Contre le vent de face, toutes
mes prévisions s’effondrent. J’espère faire mon voyage en 20/24h, mais ma
vitesse de croisière est ridicule ! Très vite, je baisse à 12/13km/h de
moyenne, descendant à 9km/h dans les montées, ne dépassant pas les 21km/h en
descente. Tous ces chiffres parlent d’une chose : le combat physique et
mental qui s’engage. Je ne suis pas réellement entraîné ni préparé à un effort
physique aussi continu et prolongé. Mon trajet quotidien est limité, et le vélo
de ville offre nombre d’occasions de se reposer aux feux rouges. Les montées et
descentes sont également limitées.
Un autre ennemi que je vais
affronter et qui va beaucoup me faire souffrir, c’est le froid. Dès que je
m’arrête, le froid semble transpercer mes vêtements, je me refroidis. Je
découvre rapidement que mon rythme diffère de celui que j’ai naturellement dans
mes randonnées pédestres : Je fais une pause toutes les 2h au lieu de
toutes les heures, avec, à partir d’une heure du matin, une pause toutes les
demi-heures pour boire, voire manger. Ces pauses sont autant des répits mentaux
nécessaires qu’une souffrance physique intense.
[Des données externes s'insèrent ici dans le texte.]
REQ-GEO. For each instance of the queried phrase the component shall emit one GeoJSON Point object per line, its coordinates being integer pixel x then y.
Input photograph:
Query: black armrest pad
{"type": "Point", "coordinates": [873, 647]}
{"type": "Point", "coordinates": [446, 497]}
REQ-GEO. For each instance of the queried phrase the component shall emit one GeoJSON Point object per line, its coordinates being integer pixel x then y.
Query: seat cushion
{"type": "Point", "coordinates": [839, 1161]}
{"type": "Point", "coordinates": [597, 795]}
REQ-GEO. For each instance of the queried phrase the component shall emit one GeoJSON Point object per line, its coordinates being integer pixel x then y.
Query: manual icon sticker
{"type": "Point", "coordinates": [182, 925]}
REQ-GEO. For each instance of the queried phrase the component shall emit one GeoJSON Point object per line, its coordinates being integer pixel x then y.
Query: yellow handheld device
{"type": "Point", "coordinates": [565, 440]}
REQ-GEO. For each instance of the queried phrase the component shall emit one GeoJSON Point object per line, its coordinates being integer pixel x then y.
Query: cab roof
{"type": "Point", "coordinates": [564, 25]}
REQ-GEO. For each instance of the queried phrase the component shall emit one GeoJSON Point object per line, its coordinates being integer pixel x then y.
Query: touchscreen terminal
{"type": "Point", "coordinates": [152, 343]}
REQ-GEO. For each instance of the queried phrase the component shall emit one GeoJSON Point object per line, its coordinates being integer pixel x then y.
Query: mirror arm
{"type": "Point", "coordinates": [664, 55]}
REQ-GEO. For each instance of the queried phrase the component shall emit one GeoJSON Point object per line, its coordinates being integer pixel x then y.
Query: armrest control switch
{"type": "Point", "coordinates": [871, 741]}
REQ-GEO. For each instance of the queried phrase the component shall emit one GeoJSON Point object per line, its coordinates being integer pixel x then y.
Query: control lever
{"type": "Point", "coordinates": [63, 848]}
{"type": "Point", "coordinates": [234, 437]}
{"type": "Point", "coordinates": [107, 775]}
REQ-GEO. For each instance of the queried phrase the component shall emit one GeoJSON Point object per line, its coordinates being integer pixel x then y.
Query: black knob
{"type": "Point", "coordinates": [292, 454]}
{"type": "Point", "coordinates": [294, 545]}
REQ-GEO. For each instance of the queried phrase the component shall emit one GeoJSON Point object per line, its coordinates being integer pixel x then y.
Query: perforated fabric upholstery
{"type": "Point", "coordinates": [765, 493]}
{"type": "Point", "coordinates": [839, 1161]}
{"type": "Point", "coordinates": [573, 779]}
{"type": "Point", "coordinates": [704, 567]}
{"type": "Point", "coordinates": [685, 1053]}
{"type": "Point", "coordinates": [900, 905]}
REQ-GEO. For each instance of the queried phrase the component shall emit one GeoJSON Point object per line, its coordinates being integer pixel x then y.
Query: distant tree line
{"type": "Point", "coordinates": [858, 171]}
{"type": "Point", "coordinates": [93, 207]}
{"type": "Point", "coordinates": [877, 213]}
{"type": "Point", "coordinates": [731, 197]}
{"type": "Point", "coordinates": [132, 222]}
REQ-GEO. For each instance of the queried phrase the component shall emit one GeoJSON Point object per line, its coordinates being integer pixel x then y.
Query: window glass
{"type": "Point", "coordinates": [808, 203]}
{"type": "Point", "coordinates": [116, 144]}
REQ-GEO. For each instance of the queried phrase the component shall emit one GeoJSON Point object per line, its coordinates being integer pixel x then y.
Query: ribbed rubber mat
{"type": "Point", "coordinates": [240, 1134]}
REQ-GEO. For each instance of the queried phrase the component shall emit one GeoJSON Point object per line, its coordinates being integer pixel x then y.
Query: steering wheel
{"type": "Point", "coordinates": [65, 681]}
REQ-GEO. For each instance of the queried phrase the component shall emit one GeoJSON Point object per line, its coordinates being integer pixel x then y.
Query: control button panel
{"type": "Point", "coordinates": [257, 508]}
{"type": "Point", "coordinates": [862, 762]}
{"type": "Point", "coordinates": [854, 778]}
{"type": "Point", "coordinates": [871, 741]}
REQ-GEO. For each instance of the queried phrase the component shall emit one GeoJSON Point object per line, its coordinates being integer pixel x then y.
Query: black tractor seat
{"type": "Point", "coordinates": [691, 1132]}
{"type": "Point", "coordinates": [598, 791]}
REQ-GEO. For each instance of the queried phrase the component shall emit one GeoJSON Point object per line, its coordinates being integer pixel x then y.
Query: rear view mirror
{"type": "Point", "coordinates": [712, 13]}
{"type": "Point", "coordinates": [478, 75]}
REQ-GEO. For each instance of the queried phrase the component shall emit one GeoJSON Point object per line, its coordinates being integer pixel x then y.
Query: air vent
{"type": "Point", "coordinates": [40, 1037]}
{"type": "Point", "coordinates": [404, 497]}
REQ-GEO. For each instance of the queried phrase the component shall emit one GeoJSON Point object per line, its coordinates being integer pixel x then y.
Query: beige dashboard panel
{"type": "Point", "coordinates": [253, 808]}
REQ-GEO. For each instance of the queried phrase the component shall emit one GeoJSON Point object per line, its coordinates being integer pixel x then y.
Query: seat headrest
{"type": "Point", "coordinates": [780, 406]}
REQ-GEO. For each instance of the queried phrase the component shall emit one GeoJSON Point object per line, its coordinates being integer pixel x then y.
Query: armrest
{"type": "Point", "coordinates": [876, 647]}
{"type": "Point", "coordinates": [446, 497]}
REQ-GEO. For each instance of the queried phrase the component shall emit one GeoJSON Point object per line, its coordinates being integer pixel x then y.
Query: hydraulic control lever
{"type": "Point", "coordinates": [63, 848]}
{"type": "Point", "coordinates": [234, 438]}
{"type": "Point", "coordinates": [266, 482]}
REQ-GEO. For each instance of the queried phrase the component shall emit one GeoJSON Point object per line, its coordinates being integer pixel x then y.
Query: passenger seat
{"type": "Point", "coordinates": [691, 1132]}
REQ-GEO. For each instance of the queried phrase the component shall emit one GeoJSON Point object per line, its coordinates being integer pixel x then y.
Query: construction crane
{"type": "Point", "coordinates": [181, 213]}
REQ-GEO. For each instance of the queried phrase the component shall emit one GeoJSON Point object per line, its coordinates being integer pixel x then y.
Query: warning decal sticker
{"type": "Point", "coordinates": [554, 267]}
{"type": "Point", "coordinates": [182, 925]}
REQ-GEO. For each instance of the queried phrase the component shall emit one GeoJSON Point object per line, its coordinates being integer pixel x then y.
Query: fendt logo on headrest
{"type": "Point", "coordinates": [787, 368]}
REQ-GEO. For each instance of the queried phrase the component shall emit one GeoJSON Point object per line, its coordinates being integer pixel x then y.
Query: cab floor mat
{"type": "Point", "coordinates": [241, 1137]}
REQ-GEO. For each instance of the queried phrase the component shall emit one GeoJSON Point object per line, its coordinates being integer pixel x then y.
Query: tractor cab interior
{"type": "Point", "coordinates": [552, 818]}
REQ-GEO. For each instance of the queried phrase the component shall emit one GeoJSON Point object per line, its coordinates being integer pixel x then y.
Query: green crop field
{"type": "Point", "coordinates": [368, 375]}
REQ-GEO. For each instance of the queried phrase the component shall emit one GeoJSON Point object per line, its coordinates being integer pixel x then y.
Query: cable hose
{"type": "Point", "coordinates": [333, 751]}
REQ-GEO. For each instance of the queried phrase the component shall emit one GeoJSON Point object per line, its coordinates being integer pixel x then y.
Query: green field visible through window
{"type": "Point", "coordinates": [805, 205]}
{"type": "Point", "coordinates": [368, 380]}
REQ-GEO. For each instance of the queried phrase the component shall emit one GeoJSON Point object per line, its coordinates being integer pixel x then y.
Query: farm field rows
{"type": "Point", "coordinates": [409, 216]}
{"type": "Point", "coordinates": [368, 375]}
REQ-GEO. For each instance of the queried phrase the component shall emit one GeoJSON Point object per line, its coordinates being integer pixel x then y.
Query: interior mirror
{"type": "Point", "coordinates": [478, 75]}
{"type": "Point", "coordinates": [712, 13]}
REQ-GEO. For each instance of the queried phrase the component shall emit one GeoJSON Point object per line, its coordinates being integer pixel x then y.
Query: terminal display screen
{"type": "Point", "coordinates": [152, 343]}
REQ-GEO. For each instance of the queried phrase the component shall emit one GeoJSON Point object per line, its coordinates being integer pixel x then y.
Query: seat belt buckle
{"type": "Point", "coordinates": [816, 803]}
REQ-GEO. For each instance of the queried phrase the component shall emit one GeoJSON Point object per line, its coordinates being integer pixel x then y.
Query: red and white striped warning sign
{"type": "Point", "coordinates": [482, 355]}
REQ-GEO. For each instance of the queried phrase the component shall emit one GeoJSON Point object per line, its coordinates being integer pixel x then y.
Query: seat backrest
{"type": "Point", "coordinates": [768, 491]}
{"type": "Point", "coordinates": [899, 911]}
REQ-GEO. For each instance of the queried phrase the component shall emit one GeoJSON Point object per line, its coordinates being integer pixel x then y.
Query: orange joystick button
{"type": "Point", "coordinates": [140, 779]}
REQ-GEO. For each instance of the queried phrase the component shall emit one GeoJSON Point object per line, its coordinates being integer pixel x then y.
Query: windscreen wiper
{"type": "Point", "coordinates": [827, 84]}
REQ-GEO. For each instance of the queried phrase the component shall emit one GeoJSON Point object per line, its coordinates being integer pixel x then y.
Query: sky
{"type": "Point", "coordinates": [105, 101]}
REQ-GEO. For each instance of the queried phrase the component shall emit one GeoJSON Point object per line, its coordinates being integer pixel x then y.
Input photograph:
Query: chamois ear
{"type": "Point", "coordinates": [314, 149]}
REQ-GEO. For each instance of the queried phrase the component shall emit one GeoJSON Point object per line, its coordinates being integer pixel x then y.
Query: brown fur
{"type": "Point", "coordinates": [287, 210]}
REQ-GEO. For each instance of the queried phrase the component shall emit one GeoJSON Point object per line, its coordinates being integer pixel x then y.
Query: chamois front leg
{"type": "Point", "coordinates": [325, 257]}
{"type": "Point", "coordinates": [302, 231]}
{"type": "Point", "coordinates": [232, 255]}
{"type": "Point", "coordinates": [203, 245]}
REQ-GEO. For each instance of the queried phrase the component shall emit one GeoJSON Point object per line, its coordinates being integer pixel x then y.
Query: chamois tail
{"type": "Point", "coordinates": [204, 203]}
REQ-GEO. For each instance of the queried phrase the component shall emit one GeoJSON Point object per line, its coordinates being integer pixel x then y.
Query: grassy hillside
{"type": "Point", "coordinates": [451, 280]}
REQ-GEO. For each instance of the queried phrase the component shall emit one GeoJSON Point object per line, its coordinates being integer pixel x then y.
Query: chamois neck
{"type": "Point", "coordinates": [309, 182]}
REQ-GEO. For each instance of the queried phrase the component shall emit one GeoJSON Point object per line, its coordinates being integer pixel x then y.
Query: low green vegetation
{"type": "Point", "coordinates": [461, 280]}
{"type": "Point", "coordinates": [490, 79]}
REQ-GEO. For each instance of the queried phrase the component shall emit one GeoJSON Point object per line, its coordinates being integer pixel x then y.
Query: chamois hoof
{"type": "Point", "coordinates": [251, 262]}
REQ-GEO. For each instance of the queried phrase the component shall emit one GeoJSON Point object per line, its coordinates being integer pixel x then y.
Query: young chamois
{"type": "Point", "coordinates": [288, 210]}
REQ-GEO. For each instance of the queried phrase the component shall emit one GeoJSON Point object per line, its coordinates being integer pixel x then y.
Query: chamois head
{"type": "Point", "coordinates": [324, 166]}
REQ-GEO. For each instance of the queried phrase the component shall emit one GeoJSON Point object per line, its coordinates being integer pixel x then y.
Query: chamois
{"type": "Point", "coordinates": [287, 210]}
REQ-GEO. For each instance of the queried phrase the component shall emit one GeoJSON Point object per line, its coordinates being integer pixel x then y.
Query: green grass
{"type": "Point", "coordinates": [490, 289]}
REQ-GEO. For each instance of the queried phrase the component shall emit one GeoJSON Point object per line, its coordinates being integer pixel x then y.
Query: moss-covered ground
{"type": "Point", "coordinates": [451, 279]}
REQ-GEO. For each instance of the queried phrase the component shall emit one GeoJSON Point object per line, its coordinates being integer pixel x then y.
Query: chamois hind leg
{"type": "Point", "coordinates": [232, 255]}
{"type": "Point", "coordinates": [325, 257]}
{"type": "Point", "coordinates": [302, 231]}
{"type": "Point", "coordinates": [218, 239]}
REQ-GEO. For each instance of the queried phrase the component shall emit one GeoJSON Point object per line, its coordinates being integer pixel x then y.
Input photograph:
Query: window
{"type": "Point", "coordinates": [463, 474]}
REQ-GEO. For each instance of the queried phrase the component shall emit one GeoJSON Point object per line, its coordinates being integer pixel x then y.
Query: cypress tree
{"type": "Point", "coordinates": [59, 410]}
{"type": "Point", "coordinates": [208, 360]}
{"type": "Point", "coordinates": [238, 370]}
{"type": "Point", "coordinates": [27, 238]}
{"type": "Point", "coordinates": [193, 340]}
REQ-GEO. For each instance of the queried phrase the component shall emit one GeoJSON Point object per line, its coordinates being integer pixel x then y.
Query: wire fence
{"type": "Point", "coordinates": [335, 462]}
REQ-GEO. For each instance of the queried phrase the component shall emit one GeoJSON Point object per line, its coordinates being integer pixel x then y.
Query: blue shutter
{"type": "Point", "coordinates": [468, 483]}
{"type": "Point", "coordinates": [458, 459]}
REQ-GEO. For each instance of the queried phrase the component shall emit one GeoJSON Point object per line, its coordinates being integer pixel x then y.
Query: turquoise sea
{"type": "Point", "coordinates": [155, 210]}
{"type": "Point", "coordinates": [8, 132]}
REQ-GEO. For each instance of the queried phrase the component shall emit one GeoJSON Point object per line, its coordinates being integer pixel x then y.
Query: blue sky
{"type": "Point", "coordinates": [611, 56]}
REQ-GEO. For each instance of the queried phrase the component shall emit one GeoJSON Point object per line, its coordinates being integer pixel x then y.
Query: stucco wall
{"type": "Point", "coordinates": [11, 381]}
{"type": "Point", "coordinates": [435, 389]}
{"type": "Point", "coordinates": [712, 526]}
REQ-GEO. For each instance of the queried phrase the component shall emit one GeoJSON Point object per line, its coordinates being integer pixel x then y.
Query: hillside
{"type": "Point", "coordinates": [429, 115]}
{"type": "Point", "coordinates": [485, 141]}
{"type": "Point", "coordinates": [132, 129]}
Au fil du temps, la fatigue
gagne. Les voitures disparaissent. A partir d’une heure du matin, je ne croise
plus une seule voiture, roulant lentement de croisement en croisement et de
village en village, protégé par une lune quasi pleine magnifique, d’un
jaune-orangé doux et puissant à la fois. Voilée par un défilement de nuages
plus ou moins légers, elle projette mon ombre dans le noir complet dans lequel
je voyage. Vers 23h, mon feux arrière a en effet laché. Les piles fonctionnent,
mais quelque chose semble avoir sauté. Mon petit feu avant, qui était cassé et
que j’avais accroché avec des élastiques et du fil de fer, je l’éteins. Ne me
reste plus que ma lampe frontale, puissante. Mais, à partir de minuit, elle
commence à défaillir. Ne me reste plus qu’un set de pile. Je finis par tout
éteindre et voyager dans le noir. La lumière de la lune est providentielle.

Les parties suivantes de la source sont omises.